Job responsibilities
Design, develop, and optimize machine learning models and pipelines that power production systems, from experiment through deployment and monitoring.
Lead the full lifecycle of AI/ML features: requirements gathering, architecture design, implementation, testing, and iterative improvement based on real-world performance.
Partner with data engineers, platform teams, and product stakeholders to integrate ML systems into larger applications and ensure reliability at scale.
Own code quality, testing strategy, and documentation practices; mentor junior engineers on ML development best practices.
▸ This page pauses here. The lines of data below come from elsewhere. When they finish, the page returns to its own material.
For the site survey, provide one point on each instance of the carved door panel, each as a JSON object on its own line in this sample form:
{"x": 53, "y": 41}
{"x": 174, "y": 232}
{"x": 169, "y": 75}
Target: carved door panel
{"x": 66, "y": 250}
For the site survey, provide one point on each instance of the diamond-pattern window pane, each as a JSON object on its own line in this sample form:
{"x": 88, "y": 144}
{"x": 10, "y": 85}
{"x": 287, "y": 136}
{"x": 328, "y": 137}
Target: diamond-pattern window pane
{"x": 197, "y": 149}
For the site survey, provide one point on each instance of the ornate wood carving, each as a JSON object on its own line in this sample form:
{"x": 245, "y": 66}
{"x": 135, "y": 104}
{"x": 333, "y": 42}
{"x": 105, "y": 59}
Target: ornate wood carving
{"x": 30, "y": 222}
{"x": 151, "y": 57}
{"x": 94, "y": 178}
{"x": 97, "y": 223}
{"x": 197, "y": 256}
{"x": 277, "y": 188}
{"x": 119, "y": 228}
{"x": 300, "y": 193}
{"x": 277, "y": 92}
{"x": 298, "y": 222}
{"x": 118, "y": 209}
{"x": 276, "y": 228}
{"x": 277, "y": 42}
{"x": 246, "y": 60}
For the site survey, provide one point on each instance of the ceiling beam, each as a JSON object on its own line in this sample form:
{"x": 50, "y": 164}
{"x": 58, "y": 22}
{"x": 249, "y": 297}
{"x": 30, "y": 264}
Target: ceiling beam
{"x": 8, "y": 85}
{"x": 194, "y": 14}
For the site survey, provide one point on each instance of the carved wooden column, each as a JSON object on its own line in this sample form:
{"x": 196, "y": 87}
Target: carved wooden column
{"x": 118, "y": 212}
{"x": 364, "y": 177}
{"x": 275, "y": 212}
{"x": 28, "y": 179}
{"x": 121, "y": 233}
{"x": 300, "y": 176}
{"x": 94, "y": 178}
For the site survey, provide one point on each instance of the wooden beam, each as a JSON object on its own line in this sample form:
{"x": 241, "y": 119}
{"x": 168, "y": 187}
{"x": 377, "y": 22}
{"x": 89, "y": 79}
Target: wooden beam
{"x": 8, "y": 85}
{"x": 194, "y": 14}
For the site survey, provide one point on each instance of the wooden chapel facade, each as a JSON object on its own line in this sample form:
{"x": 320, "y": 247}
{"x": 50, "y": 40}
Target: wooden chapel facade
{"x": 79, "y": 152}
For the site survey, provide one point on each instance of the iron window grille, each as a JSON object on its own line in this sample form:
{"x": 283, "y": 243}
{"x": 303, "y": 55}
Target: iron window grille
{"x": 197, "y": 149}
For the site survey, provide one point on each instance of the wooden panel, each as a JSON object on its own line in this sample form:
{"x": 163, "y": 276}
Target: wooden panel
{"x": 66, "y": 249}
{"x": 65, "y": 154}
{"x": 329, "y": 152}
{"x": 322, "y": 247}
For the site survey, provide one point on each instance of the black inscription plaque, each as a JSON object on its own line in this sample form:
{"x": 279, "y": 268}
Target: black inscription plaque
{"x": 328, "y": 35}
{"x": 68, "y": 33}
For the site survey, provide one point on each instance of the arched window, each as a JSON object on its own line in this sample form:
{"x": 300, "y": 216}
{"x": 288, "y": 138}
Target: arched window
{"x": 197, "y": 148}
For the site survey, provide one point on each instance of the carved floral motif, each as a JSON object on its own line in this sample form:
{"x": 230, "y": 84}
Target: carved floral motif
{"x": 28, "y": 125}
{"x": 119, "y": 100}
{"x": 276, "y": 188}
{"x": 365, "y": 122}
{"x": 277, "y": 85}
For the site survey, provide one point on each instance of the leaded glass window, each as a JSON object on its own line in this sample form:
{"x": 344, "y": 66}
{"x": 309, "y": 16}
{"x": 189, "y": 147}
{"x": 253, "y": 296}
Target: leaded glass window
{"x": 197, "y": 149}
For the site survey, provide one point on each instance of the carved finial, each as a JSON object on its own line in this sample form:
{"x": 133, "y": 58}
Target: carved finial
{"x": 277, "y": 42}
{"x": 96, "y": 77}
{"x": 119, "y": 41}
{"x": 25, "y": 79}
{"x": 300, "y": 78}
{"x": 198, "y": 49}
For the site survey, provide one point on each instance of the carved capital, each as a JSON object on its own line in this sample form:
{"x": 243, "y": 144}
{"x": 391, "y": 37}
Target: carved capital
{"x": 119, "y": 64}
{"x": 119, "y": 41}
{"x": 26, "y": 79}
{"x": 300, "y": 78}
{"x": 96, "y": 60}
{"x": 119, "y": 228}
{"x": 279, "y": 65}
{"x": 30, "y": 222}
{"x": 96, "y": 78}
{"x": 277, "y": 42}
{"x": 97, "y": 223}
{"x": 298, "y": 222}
Troubleshoot model performance in production, identify root causes of degradation, and implement fixes or retraining pipelines as needed.
Drive technical decisions around frameworks, libraries, and infrastructure; evaluate trade-offs between accuracy, latency, cost, and maintainability.
Collaborate on data strategy: assess data quality, design feature engineering approaches, and build reproducible data pipelines.
Candidate requirements
5–8 years of software engineering or ML engineering experience, with at least 2–3 years shipping ML systems to production (not research or one-off analysis).
Strong command of Python and familiarity with common ML frameworks (PyTorch, TensorFlow, scikit-learn, or equivalent) and deployment tools (Docker, Kubernetes, cloud platforms).
Demonstrated ability to take a model from prototype to production: you understand data pipelines, model serving, monitoring, and the operational side of ML systems.
Solid grasp of software engineering fundamentals—version control, testing, CI/CD, code review—and how they apply to ML codebases.
Track record of working cross-functionally with data scientists, product, and infrastructure teams; you can translate between research and engineering.
Comfort with ambiguity and rapid iteration; you've built features in domains where best practices are still evolving and you thrive in that environment.